Neue Struktur im Segment Stahl soll Kooperationen und Beteiligungen erleichtern
Thyssen-Krupp rüstet sich für Wachstum

Mit einer neuen Struktur will der größte deutsche Stahlhersteller Thyssen-Krupp seine Schlagkraft im Kerngeschäft erhöhen. Seit Anfang Oktober sind die Bereiche Qualitätsflachstahl und rostfreier Stahl in zwei eigenständige Einheiten getrennt worden

DÜSSELDORF. Mit einer neuen Struktur will der größte deutsche Stahlhersteller Thyssen-Krupp seine Schlagkraft im Kerngeschäft erhöhen. Seit Anfang Oktober sind die bisher unter einem gemeinsamen Dach zusammengefassten Bereiche Qualitätsflachstahl und rostfreier Stahl in zwei eigenständige Einheiten getrennt worden. „Wir haben damit auf die unterschiedlichen Marktverhältnisse und Produktionsabläufe reagiert“, sagte der stellvertretende Konzernchef von Thyssen-Krupp, Ulrich Middelmann, auf der Jahrestagung des International Iron and Steel Institutes (IISI) in Seoul. Zu möglichen Kooperationen oder Zukäufen äußerte er sich nicht.

Analysten begrüßen die Neuordnung.
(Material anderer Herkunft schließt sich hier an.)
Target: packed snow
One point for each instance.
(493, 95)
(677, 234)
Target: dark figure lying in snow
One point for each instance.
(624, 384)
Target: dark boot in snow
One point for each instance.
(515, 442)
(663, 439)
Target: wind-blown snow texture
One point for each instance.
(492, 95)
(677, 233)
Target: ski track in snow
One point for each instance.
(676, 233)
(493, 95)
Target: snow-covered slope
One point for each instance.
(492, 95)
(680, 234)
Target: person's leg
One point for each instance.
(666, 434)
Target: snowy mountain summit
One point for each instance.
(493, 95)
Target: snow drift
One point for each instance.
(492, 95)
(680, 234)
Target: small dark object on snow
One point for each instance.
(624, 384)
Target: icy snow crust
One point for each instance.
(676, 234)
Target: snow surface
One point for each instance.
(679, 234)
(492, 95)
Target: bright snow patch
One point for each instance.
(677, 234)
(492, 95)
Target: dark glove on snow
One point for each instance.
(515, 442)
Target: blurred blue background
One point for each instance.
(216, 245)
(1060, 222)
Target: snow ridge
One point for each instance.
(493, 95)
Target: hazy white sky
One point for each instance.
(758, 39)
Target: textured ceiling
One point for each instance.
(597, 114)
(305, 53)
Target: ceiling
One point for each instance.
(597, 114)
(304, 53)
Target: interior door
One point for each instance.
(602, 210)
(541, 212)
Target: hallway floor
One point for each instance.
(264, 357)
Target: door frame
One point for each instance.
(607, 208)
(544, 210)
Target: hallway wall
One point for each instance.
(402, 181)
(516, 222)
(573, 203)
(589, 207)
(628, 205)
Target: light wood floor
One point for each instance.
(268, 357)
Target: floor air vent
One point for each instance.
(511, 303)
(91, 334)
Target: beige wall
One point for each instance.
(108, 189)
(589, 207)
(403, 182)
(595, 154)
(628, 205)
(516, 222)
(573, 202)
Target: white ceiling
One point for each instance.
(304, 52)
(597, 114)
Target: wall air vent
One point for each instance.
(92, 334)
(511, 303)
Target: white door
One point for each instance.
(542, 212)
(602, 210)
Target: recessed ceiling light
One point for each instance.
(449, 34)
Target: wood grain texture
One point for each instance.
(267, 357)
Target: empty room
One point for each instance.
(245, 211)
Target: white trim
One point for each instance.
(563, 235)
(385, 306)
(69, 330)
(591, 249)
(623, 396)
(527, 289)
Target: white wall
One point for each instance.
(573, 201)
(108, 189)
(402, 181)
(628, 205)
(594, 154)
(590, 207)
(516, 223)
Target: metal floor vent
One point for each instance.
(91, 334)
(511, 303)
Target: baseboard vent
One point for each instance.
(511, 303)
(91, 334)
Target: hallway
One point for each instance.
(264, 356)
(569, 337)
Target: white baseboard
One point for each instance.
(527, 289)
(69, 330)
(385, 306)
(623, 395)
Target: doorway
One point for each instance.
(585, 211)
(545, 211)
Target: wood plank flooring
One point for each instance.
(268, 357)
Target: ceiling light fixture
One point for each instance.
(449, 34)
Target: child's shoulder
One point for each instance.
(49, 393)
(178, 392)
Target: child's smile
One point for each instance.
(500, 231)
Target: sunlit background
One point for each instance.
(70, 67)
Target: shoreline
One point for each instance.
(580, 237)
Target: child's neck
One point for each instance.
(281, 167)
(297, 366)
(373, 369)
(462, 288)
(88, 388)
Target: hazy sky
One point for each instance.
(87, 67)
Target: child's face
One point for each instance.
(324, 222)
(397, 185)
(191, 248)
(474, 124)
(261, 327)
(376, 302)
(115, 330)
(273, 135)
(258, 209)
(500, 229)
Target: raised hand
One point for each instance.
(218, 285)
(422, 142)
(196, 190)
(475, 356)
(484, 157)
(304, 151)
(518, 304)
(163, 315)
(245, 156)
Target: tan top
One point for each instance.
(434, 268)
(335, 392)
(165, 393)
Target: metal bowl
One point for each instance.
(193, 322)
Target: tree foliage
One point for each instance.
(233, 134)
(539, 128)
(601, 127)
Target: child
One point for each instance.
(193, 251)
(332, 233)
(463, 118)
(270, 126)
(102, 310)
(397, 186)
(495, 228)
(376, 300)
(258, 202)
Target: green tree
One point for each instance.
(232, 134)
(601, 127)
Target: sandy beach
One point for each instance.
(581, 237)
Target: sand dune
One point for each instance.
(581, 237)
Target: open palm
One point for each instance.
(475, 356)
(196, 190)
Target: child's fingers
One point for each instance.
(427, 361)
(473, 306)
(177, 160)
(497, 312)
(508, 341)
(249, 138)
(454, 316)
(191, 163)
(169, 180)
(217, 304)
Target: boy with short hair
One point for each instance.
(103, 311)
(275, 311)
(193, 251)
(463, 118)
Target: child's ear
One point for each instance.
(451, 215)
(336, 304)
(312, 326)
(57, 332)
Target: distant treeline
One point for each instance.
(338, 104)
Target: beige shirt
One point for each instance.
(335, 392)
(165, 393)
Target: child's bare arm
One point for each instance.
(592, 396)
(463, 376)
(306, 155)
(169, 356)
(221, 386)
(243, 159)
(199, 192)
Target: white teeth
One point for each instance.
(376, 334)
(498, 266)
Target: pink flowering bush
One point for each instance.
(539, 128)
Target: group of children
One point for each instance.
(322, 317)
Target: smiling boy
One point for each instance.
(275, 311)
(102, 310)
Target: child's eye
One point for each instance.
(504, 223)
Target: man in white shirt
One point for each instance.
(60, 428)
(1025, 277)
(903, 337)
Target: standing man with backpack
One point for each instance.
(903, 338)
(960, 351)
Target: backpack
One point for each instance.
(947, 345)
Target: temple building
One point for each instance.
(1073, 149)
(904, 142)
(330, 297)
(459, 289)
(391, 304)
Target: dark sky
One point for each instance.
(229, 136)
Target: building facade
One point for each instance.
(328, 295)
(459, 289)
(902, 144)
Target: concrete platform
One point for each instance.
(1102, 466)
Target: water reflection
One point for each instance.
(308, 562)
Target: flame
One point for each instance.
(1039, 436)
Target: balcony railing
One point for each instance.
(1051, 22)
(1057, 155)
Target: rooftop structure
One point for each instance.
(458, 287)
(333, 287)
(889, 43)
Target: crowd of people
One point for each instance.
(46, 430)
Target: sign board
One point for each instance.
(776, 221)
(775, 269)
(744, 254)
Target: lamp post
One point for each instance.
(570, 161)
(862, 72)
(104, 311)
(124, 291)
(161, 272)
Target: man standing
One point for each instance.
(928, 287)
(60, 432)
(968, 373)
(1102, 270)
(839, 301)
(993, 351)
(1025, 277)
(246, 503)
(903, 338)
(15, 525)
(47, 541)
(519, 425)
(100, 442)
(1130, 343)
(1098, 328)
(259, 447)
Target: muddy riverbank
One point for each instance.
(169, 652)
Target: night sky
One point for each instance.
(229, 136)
Thyssen-Krupp könne nun leichter Partnerschaften eingehen und langfristig seine Wachstumschancen verbessern. „Kurzfristig wird sich das neue Führungsmodell allerdings kaum auszahlen“, vermutet Christian Obst von der Hypo-Vereinsbank.

Middelmann bestätigte in Seoul die erst im August erhöhte Ergebnisprognose. Im Ende September abgeschlossenen Geschäftsjahr 2004/05 habe Thyssen-Krupp im Konzern voraussichtlich 1,7 Mrd. Euro verdient, der Stahl habe dazu deutlich mehr als eine Mrd. Euro beigesteuert. Genaue Zahlen wird der Konzern erst Anfang Dezember vorlegen. Analysten prognostizieren, dass die Stahlsparte 2004/05 ein Ergebnis von mehr als 1,2 Mrd. Euro und damit 70 Prozent zum Konzernergebnis beigesteuert hat. Im Vorjahr hatte Thyssen-Krupp ein Gesamtergebnis von 1,47 Mrd. Euro erzielt, 911 Mill. Euro davon mit Stahl.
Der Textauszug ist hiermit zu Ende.